„Gott segne ihre Unschuld, sie weiß nicht, was man so einem Menschen wie mir geben muß? Aber ich will die junge Lady nicht bestehlen. Eine halbe Krone ist anständig genug bezahlt für den Gang, und eine halbe Krone will ich behalten, wenn es eure vornehme Gnaden gestatten. Aber die andern fünf Schillinge will ich Ihnen für sie anvertrauen. Haben Sie auch schon einmal ihr mutiges Wesen bemerkt?“

„Unsinn, mein Herr. Behalten Sie lieber das Geld, das Sie bekommen haben.“

„Was!

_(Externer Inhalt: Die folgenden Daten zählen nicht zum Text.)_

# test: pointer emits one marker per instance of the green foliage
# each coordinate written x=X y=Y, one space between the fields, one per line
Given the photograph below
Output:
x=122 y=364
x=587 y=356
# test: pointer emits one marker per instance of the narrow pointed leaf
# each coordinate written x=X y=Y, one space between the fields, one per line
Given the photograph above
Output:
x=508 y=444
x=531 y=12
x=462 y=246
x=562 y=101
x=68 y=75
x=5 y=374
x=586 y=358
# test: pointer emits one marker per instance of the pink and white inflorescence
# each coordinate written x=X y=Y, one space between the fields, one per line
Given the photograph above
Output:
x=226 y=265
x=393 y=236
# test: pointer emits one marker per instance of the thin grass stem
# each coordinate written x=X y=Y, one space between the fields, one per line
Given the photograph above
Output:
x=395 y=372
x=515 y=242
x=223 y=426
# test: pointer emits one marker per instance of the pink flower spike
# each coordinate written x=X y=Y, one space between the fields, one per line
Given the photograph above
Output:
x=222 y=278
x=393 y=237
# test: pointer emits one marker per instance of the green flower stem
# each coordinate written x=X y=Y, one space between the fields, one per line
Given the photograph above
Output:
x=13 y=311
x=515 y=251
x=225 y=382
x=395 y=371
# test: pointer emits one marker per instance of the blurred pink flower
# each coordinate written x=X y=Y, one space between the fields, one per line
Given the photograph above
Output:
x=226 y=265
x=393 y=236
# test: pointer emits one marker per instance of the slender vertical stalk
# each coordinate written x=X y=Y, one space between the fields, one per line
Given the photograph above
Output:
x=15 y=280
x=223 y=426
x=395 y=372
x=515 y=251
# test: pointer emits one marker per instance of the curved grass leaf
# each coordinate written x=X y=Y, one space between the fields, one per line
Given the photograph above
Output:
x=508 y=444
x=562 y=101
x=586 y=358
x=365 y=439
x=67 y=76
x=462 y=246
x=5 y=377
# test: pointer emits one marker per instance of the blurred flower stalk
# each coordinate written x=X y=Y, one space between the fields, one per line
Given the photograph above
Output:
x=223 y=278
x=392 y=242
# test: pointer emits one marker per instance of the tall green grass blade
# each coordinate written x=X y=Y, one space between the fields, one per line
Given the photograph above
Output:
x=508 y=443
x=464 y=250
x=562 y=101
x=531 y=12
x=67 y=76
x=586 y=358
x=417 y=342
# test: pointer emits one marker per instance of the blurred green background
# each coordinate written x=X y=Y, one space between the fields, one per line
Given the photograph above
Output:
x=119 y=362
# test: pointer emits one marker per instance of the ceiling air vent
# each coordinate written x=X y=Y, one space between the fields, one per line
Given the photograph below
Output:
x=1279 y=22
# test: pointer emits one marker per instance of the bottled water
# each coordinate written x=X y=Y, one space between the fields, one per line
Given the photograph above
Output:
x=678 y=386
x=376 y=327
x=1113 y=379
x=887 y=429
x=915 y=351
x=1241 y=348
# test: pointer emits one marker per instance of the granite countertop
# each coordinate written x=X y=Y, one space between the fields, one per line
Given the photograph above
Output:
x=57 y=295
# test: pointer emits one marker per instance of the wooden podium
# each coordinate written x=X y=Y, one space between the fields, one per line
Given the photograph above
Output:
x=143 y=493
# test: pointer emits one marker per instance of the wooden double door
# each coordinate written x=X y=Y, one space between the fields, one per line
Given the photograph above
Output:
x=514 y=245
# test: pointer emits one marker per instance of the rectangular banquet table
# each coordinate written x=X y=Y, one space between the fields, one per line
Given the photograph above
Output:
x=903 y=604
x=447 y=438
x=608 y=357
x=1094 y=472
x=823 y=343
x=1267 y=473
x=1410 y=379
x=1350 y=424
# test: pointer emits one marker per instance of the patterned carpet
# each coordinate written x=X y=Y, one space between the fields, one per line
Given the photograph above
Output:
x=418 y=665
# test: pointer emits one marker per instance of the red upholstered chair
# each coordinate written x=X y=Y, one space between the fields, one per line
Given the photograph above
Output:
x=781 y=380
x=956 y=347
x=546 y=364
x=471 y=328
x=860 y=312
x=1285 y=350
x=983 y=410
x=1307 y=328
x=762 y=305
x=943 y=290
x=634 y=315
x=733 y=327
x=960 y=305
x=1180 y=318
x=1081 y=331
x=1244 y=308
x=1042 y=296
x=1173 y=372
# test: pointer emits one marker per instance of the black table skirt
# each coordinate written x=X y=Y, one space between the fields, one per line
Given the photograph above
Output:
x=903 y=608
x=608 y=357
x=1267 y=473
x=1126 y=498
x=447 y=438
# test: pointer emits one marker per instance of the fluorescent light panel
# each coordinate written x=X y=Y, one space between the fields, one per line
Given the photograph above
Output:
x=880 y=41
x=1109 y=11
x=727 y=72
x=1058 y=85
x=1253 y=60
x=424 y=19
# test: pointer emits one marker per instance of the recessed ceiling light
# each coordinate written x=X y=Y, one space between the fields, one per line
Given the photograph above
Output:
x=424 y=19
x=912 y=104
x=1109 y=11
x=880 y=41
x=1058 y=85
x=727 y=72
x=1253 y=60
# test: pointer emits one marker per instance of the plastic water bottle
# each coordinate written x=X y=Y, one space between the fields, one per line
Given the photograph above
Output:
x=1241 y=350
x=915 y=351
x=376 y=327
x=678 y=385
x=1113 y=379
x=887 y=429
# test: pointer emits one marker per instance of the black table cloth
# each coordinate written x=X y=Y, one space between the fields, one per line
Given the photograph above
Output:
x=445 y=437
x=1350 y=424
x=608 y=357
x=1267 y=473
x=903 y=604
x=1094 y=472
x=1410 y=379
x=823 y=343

Für fünf Schilling soll ich die hohe Meinung, die Eure Gnaden von mir haben, aufs Spiel setzen! Nein, teure Lady, das können Sie nicht von mir erwarten. Die letzten Worte meines seligen Vaters waren —“

„Sie erzählten doch vorhin, Sie wären ein Findling,“ sagte Fairholme. „Was soll man nun glauben, he!“

„Das war ich auch, Herr, aber nur von Mutters Seite. Eure Gnaden wollen bitte das Geld zurücknehmen, denn ich behalte es nicht. Ich gehöre mal zur niederen Klasse und bin daher kein Mann von Wort. Aber wenn ich schon einmal daran festhalte, halte ich auch wie Pech daran fest.“

„Nehmen Sie es,“ sagte Fairholme zu Miß Wilson. „Nehmen Sie es ruhig. Es war lächerlich, ihm für das, was er getan hatte, sieben und einen halben Schilling zu geben. Es würde ihn nur zum Trinken verleiten.“

„Seine Ehrwürden sagen die Wahrheit, Lady. Die eine halbe Krone hält mich vollständig betrunken bis Sonntag morgen, und mehr will ich gar nicht.“

„Zähmen Sie ein bißchen Ihre Zunge, mein Mann,“ sagte Fairholme, indem er ihm die beiden Silberstücke abnahm und sie Miß Wilson gab. Diese bot den Geistlichen guten Abend und ging unter dem Schirm zur Kutsche.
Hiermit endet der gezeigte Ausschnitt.